Nonostante il miglioramento delle condizioni economiche e la riduzione dello stock di Npl, “permangono motivi di preoccupazione, primo fra tutti il tema ricorrente della crisi del debito europeo. Le banche locali detengono un ampio stock di debito sovrano nazionale e sono quindi esposte al rischio nel caso di un forte aumento dei rendimenti governativi, ad esempio a seguito una grande espansione fiscale”. Uno scenario che sembrerebbe preannunciato dal contratto di governo Lega-M5s, ma notevolmente ammorbidito dalle parole del ministro dell’Economia Giovanni Tria.
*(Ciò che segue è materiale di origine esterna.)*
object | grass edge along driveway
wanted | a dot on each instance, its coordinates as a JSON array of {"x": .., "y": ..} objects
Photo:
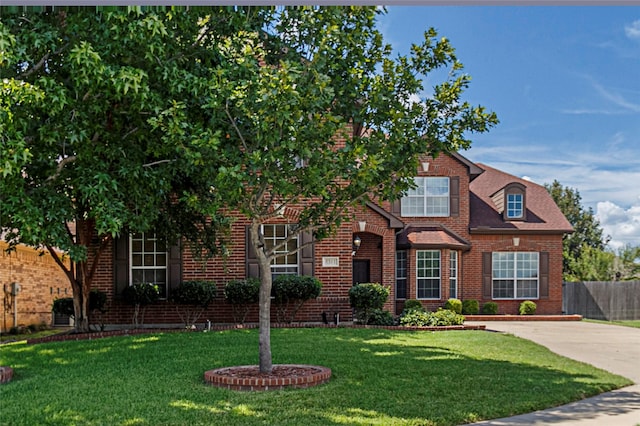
[{"x": 379, "y": 377}]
Secondo i due analisti sarebbero le banche più piccole quelle più esposte alle fluttuazioni dei rendimenti sovrani:

“Anche la Banca d’Italia, nel suo recente rapporto sulla stabilità finanziaria, ha osservato che ‘le banche meno significative’ (ossia le banche non direttamente supervisionate dalla Bce) detengono una quota maggiore delle loro attività nel debito pubblico nazionale rispetto al sistema bancario nel suo complesso. Questo ci suggerisce che ci sono sacche di rischio nel sistema bancario italiano che vengono mascherate dall’aggregato”.

Non c’è ragione di temere, per questo, problemi di solvibilità in seguito a “un declassamento del debito sovrano”, ma “la conseguente pressione sui loro bilanci porterà probabilmente ad un inasprimento delle condizioni del credito, limitando la domanda in un momento critico”.